她不知道什么时候进来过,怕吵醒我,轻手轻脚地做了这些。

我坐在桌前,看着那盘水果,看了很久。

这种细碎的温暖,一点点融化我心里那些冰。

那些年我在任家,习惯了讨好,习惯了看人脸色,习惯了把别人的一点施舍当作恩赐。

但陈雨让我知道,被人放在心上是这种感觉。

查分那天,我手心全是汗。

陈雨坐在我旁边,紧张得比我还厉害,嘴里一直念叨着“没事没事,没过也没事,咱明年再考”。

我深吸一口气,点开查分页面。

四门,一次性全部通过。

我盯着屏幕看了三秒钟,整个人像被定住了一样。

然后我尖叫了一声,从沙发上跳起来,转过身就抱住了陈雨。

那是我们结婚以来,我第一次主动抱她。

我的手臂紧紧搂着她的腰,声音都在发抖:“过了过了过了!”

陈雨愣了一秒。

她的身体明显僵了一下,像是没想到我会主动抱她。

但很快,她伸出手臂,紧紧地回抱住我。

她的手按在我后背上,力气很大,像是要把我揉进身体里。

“我就说你行。
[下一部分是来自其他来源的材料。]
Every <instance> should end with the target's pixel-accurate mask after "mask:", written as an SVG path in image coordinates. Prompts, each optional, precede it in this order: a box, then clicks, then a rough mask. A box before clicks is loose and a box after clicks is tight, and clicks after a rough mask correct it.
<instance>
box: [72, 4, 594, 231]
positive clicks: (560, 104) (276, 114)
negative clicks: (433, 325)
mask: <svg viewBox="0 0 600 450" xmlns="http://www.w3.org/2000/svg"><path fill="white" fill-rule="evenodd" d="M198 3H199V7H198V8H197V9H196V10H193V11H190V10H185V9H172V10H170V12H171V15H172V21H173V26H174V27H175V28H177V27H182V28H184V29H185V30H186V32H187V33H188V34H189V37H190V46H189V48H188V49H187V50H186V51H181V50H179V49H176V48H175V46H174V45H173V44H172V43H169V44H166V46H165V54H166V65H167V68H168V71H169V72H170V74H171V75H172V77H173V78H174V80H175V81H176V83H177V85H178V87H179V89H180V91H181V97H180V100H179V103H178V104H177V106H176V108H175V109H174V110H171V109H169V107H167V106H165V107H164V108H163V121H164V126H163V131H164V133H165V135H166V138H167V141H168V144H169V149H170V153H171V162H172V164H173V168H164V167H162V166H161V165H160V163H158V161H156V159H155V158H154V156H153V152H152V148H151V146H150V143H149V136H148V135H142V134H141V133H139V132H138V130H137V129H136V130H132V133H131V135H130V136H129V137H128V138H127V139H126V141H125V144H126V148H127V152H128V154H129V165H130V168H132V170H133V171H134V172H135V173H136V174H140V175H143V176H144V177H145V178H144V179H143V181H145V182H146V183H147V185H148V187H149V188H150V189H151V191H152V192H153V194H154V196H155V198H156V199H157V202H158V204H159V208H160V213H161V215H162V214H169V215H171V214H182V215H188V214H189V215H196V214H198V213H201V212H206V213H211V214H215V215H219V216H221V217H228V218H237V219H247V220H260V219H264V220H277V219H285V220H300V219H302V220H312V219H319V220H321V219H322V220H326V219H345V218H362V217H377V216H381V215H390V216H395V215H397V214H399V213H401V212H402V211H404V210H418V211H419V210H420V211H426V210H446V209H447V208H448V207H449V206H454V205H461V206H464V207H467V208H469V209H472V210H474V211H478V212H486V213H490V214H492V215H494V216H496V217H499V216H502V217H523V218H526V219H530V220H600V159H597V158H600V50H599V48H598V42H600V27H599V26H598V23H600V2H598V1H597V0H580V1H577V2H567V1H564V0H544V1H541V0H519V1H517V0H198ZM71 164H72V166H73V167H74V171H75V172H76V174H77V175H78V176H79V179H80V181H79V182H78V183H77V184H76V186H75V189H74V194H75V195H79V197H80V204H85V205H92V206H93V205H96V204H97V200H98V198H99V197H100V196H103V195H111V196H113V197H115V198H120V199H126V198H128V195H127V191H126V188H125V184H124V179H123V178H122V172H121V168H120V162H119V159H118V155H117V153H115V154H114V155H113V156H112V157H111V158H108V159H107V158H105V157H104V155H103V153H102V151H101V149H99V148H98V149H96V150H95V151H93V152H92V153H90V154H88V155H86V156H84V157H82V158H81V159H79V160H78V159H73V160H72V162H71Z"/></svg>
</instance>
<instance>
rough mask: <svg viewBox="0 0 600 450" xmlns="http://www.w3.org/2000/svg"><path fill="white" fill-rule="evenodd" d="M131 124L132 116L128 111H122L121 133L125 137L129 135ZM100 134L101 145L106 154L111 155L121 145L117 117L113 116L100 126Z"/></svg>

”她说,声音有点哑,带着笑,“我就说你行!”

我把脸埋在她肩膀上,眼眶热热的。

成绩出来以后,我入职了一家叫恒通实业的中型制造企业,做成本会计。

入职以后,老板周敏对我很器重。

日子就这样一天天过去。

我以为我和任家的交集,已经彻底断了。

但恒通实业被任氏集团看中了。

任氏要收购恒通,启动尽职调查。

作为财务骨干,我被抽调进尽调小组,负责整理成本相关的财务资料。

知道这个消息的时候,我坐在工位上愣了好一会儿。

然后我低下头,继续整理报表。

该来的,躲不掉。

尽调启动会那天,我提前半小时到了会议室,把资料一份份摆好。

门开了,任氏团队的人陆续进来。

然后,任彩蔚走了进来。

她整个人瘦了一些,下颌线更分明了。

会议开始后,我站起来,翻开面前的报表,一页一页地讲。

成本结构、毛利分析、存货周转率,每一个数据我都烂熟于心,逻辑清晰,条理分明。

讲完后,会议室安静了两秒。

我抬头,正好对上任彩蔚的目光。

她看着我,嘴角微微上扬了一个弧度,像是在说:你比我想的还要好。

我垂下眼,坐回座位上。

会议结束后,我在走廊上收拾资料,身后传来脚步声。

“郝斌风。”

那个声音我太熟悉了,低沉,带着一点沙哑。

我转过身,任彩蔚站在我面前,距离不到两步。

她看着我的眼睛,说:“你比以前更优秀了。”

我看着她,笑了笑。

那个笑容应该很得体,因为我练了很多年。